Also on Carnival,Will bought a $70 piece of wood likely made in The Philippines. Will spent probably $15 in total on Dawn all year. Mostly in folding shopping bags that she never uses except to model during live streams. Plus $0 in health care.
In The Smokies, they aren't even second anymore. AIOT surpassed them years ago and others are coming up quickly. Will has no idea what's going on in The Smokies. When asked just weeks ago what he was going to do in The Smokies in December Will could only name The Christmas Parade. Will says because if you focus on The Smokies your views will go down. In other news, in about three years, Adventure Is Out There has nearly 130,000 subscribers and growing way past YITS.
Will loves "history" or at least saying he loves it. In 2024, YITS, or as Will spells it "WITS" (more like half-WITS), went to Mt Rushmore. Dawn can name half of the presidents up there. Even though she was looking at Mt Rushmore Dawn was more interested in two chipmunks she called "Chip and Dale" than "Abraham Lincoln, George Washington and Theodore (no last name)" Theodore who, Dawn? I'm surprised she didn't yell, "ALVIN!!!"
I'm looking forward to more "international travel", cruises and pawing merchandise in gift shops around the world. Such insight. It's going to be exciting to hear "it's hard to take it all in" in every travel video.
Oh, by the way, how's YITS diet going?
Whoa! It IS hard to take it all in! By that, I mean the underwear trying to cover all that acreage.
Forget an airline seatbelt extension. She needs an airline seat extension.
Her shorts should say, "BODY BY CASEY'S PIZZA". I'm not sure Casey's could afford a sign that big. After all, Casey's is only in the oil and petroleum industry. Probably not lucrative enough. If Casey's could afford it, it would be the third largest billboard in Sevier County.

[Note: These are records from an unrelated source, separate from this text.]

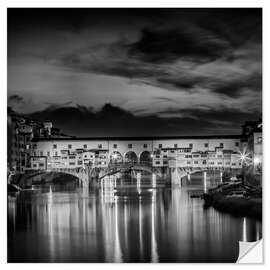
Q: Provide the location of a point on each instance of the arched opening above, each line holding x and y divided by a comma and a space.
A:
116, 157
145, 157
131, 157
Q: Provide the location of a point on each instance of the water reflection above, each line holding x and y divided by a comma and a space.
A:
121, 225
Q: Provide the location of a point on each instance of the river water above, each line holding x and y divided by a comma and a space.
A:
75, 224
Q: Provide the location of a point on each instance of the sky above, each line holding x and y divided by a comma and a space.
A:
136, 71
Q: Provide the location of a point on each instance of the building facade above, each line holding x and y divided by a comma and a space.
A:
193, 151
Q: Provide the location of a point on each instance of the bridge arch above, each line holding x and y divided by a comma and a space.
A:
131, 157
145, 157
116, 157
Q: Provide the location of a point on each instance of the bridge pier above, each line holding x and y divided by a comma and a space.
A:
175, 178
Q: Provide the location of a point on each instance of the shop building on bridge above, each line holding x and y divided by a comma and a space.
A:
179, 151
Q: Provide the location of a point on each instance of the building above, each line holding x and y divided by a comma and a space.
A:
178, 151
21, 130
252, 130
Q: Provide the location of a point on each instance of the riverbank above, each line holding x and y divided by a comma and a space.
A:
27, 180
238, 206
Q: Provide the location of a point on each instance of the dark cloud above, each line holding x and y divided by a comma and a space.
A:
114, 121
187, 41
178, 59
15, 98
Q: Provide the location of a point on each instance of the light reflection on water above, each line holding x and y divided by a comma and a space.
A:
81, 225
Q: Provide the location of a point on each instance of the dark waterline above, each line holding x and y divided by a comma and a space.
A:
73, 224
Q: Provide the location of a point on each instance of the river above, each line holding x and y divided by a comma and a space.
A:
74, 224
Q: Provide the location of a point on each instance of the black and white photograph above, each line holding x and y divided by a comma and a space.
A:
134, 135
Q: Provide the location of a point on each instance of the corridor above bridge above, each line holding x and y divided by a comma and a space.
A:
178, 151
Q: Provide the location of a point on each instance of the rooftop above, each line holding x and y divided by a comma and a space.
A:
206, 137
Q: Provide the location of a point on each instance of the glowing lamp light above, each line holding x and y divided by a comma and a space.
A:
242, 157
256, 160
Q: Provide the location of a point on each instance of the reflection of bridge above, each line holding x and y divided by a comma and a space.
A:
87, 174
124, 167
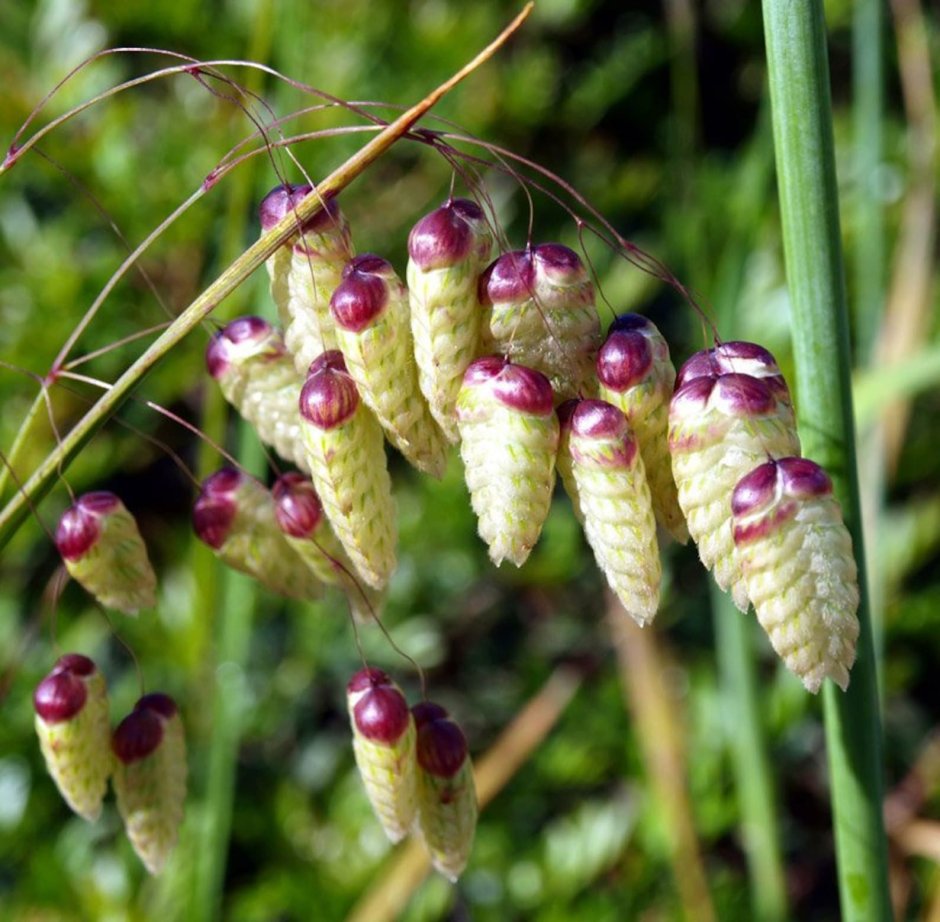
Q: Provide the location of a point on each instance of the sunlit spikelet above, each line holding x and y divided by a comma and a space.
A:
103, 551
384, 745
346, 454
720, 428
302, 285
234, 514
796, 554
509, 441
447, 802
448, 250
71, 705
371, 312
614, 498
257, 376
150, 777
538, 309
636, 375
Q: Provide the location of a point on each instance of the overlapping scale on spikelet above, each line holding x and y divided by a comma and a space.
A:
447, 802
636, 374
234, 514
448, 250
346, 455
384, 745
796, 555
303, 284
71, 705
614, 498
371, 312
538, 309
257, 376
303, 523
509, 442
722, 426
150, 777
103, 551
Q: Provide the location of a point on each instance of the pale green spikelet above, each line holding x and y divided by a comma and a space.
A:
509, 442
370, 308
614, 498
636, 374
150, 777
103, 551
71, 705
234, 514
538, 309
796, 554
447, 801
346, 453
720, 427
384, 745
257, 376
447, 250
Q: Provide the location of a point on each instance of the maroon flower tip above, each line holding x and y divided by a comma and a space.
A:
138, 735
382, 714
159, 703
59, 696
624, 360
329, 396
297, 507
442, 748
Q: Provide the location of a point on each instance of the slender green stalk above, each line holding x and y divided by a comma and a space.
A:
798, 72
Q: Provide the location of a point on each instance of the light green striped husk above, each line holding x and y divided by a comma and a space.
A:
78, 751
380, 359
509, 466
349, 471
803, 581
447, 818
116, 569
151, 793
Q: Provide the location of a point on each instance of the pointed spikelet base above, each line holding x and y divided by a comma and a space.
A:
509, 442
150, 778
797, 558
615, 500
384, 745
75, 733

Will wants to go to Tokyo or Paris Disneyland. With the exchange rate, Tokyo is especially affordable right now. Thanks to Google, it's even easier to get around. The bad part is that it requires reading. According to Will, WDW costs $1000 a day. Leave it to Will to spend over $2000 in hotel, airfare and other expenses just for the thought of saving money on admission tickets. Burger School math.

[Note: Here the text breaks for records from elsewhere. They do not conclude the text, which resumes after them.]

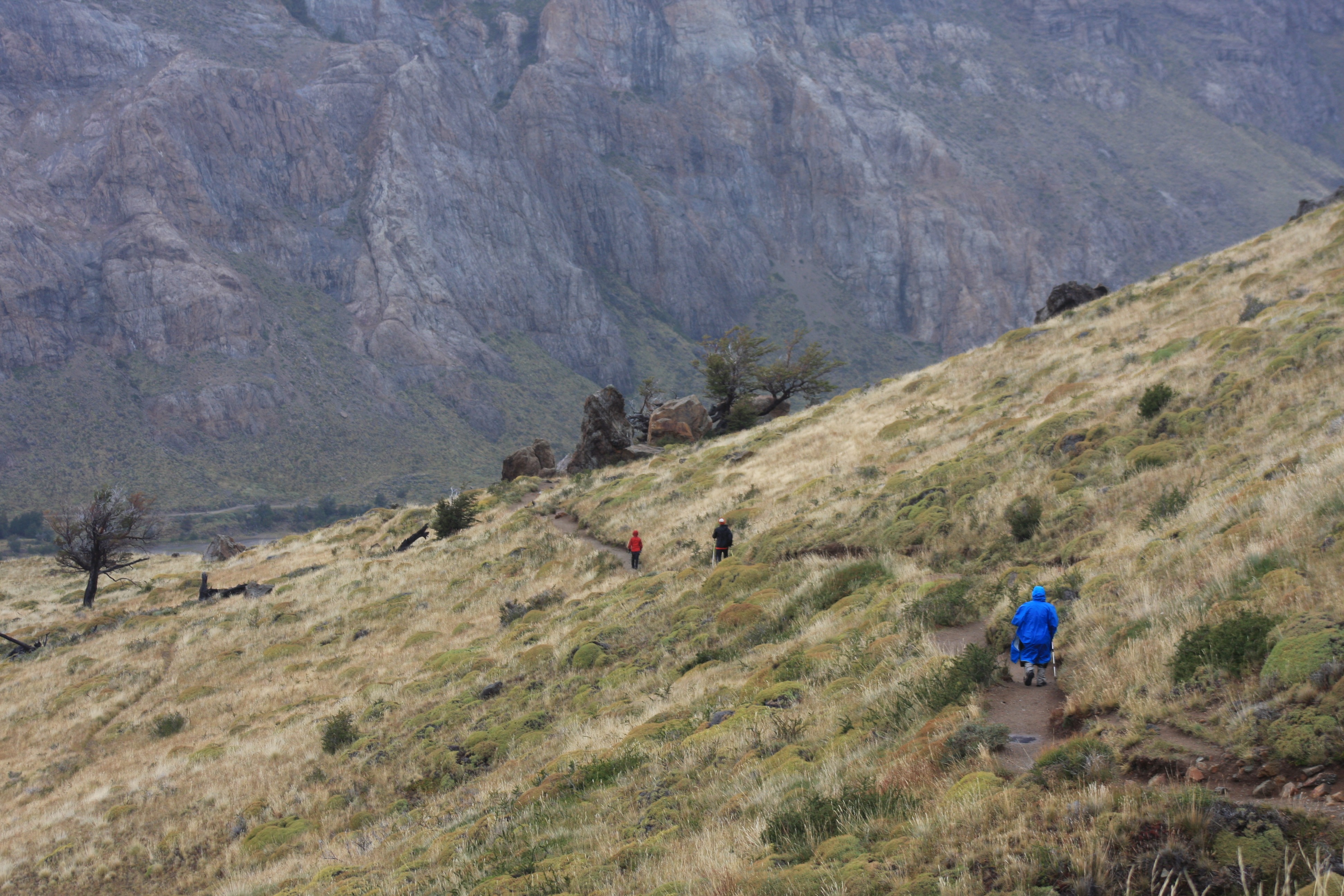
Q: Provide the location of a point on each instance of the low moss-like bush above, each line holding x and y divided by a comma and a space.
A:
844, 581
1155, 455
1077, 759
1295, 659
600, 773
973, 668
815, 819
1023, 518
168, 725
339, 731
1155, 400
968, 741
588, 656
276, 833
973, 785
1234, 645
737, 616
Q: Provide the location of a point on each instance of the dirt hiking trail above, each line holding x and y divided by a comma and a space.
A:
1026, 711
569, 526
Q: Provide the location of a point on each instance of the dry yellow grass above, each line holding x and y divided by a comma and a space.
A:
96, 801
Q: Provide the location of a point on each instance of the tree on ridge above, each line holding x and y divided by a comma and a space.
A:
105, 535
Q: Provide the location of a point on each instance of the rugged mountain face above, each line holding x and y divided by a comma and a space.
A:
252, 222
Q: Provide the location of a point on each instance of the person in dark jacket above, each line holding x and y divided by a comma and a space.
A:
722, 541
635, 547
1037, 623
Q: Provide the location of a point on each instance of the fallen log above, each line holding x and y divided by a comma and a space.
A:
414, 536
24, 648
207, 593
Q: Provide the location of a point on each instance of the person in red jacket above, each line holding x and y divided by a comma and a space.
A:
635, 547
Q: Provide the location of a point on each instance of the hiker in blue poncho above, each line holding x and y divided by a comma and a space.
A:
1037, 623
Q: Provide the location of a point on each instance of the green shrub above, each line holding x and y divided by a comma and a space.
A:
1155, 400
1233, 645
1296, 659
170, 725
1076, 759
455, 515
339, 731
843, 582
1023, 518
968, 739
972, 670
816, 819
1170, 503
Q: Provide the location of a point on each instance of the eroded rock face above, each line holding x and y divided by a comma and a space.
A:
459, 191
683, 418
535, 460
605, 436
1068, 296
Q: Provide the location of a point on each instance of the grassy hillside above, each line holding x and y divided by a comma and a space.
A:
787, 723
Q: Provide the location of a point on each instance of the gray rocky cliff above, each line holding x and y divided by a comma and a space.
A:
452, 220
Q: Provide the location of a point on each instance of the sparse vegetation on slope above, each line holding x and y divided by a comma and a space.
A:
522, 715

Maybe it's just me, but, does it feel like YITS has lost momentum since they got their YouTube plaque? It's like they reached their goal and there is nothing else to work towards. Views are down. Engagement is way down. For years, Will's idol Adam the Woo has talked about and tried to "take it easy". Every time he's discovered that he literally can't afford to do that. Will got his plaque. He's tired of The Smokies. Is this the year Will gets tired of other travel? He can't afford to do anything high end (Dawn's more of a wide end). At some point Will is going to get tired of the travel. Just like he got tired of The Smokies, he's going to tire of the sameness of cruises, having to need a seatbelt extension on flights (whatever happened to that goal?) the cost of parking in garages and hotels. Then what?

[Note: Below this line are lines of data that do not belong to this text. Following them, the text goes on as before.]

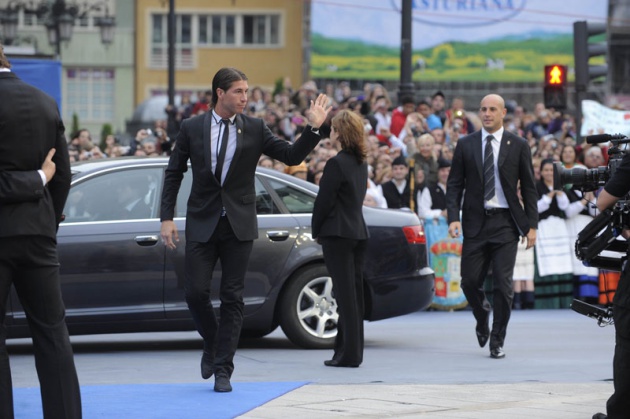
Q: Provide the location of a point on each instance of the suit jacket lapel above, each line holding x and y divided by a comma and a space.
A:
207, 143
476, 143
505, 148
238, 124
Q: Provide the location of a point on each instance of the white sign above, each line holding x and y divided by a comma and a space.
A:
599, 119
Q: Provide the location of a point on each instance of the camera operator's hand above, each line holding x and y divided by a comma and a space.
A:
531, 238
454, 229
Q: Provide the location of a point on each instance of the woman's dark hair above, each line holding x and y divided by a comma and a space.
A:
350, 131
545, 162
223, 80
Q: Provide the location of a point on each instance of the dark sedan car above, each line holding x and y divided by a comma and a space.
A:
117, 276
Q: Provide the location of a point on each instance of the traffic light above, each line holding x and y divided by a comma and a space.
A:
556, 86
583, 51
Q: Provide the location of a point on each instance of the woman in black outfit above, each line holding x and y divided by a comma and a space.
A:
338, 225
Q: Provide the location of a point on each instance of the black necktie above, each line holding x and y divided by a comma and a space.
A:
221, 157
488, 170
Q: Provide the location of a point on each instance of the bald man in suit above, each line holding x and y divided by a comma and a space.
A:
487, 169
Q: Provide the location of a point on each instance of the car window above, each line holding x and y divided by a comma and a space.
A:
264, 201
296, 200
130, 194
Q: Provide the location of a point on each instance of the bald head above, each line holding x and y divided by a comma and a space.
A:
492, 111
4, 63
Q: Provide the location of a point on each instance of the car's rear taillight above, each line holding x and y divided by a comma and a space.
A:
415, 234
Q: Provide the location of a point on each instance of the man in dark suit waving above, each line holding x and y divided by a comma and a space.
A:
223, 147
488, 167
30, 211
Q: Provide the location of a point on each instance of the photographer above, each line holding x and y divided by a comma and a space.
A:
618, 404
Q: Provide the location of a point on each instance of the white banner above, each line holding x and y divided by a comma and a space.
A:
599, 119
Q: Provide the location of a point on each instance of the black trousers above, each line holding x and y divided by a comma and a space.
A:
495, 246
30, 263
618, 405
220, 337
344, 261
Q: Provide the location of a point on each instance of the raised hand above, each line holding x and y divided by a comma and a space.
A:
318, 111
49, 167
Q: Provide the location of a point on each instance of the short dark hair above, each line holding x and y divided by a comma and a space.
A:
407, 99
223, 80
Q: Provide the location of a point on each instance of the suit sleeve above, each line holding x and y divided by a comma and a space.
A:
455, 185
59, 185
177, 165
327, 196
528, 187
20, 186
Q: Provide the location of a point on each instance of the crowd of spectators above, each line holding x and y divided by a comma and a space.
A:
415, 139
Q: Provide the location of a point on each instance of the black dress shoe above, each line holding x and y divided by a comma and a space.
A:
497, 353
206, 366
335, 363
483, 333
222, 384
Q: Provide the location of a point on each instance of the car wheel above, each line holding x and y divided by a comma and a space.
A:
308, 311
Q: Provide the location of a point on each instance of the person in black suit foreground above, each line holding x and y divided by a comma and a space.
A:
486, 170
223, 146
30, 128
618, 405
338, 225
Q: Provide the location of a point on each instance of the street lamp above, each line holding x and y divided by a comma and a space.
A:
59, 18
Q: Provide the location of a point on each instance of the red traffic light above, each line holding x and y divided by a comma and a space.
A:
555, 75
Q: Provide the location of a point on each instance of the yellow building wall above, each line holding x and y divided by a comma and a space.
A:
263, 66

More and more, Will relies on "tradition". Which is a code word for not looking for new things to do or wanting to eat at some place with deep fried food again.
Dawn has no clue where she is or where she's been. Will just goes to go and for bragging rights. It gives him something else to say if something remotely reminds him of London, Paris or The Beatles.
He says it's for Dawn, but we know the truth. The truth is it's not for his wife or his stans. It's for him. As long as he can stuff his face and get out of anything that even vaguely resembles work, we'll continue down this gluttonous highway. While the type of subjects continue to narrow, Will and Dawn will continue to get wider.
Happy 2025, Everyone! Pass the antacid and the Lipitor.